DES MOINES — The number of public school districts has shrunk to 348 in Iowa and will continue to get even smaller.
A dozen K-12 school districts have approved plans to merge into six new districts over the next two school years and voters in another eight districts soon will decide whether to approve four additional mergers in fiscal 2015.
“I think this is another little bubble of consolidation that’s moving through,” said Jeff Berger, deputy director of the state Department of Education.
However, school officials are concerned the bubble will balloon into something bigger with state sharing incentives and funding help for schools set to expire in fiscal 2014, and new reforms pushed by Gov. Terry Branstad starting to build pressure on districts to implement teacher leadership initiatives and meet statewide core requirements for classes that are designed to boost student achievement and return Iowa schools to world-class status.

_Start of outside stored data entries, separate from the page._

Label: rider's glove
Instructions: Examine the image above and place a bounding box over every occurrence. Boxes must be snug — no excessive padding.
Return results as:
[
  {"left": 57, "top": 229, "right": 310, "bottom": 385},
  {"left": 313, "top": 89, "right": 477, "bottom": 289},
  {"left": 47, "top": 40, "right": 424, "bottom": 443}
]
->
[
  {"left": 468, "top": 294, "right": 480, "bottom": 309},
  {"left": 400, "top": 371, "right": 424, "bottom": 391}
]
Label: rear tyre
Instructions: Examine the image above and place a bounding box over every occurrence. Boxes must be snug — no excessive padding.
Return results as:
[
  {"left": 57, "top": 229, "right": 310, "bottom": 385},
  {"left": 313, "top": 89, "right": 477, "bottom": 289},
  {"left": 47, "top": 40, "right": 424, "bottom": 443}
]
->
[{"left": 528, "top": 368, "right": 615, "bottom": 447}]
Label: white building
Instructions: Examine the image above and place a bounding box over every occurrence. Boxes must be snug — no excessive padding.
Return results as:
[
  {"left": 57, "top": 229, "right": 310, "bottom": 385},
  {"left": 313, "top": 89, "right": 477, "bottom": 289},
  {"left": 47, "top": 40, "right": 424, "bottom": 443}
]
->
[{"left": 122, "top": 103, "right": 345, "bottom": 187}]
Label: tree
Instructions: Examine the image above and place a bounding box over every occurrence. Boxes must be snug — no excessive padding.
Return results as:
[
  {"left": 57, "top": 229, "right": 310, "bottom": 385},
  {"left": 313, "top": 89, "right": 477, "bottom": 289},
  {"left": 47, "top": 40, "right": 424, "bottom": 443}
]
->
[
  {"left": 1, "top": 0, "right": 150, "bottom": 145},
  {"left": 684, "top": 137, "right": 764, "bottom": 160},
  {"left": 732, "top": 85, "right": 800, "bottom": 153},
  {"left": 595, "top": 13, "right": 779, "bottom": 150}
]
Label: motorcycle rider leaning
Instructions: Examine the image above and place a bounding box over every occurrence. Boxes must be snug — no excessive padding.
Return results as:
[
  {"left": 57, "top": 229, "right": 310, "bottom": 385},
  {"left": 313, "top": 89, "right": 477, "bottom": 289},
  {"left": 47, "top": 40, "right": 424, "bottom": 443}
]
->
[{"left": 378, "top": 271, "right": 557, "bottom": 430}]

“I think that eliminating the incentive may accelerate this in some places that were already marginal,” said state education director Jason Glass. “In some cases, we have school districts that have hung on, and this state incentive has been a lifeline to them where they really probably should have considered consolidation earlier so they could provide quality services to their kids.”
At the same time, Glass stressed that the reforms being contemplated are not designed or intended to put undo pressure on smaller districts and efforts have been made to build in flexibility to aid districts at all levels in voluntarily configuring a teacher leadership structure that works for them.
“As we ratchet up the quality, which we need to do, it will put a greater demand on all of our schools,” he said.
Tom Downs, executive director of the Iowa Association of School Boards, said there is considerable concern among smaller districts that they aren’t seeing growth and may not have the wherewithal to reassign up to 10 percent of their teachers to serve in leadership roles and still have the finances to address the new structure the proposed career ladder creates.
“We share those concerns,” Downs said.
“Is forced consolidation going to be the byproduct of this reform movement? I think there’s no doubt that is a question on the part of some small districts,” he said.
Some of districts’ planning decisions will depend on where lawmakers land on a supplemental state aid or “allowable growth” increase for fiscal 2014. Budget targets issued last week had Republicans at 2 percent, or a $74 million increase, and Democrats at 4 percent, which equated to a $148.6 million increase.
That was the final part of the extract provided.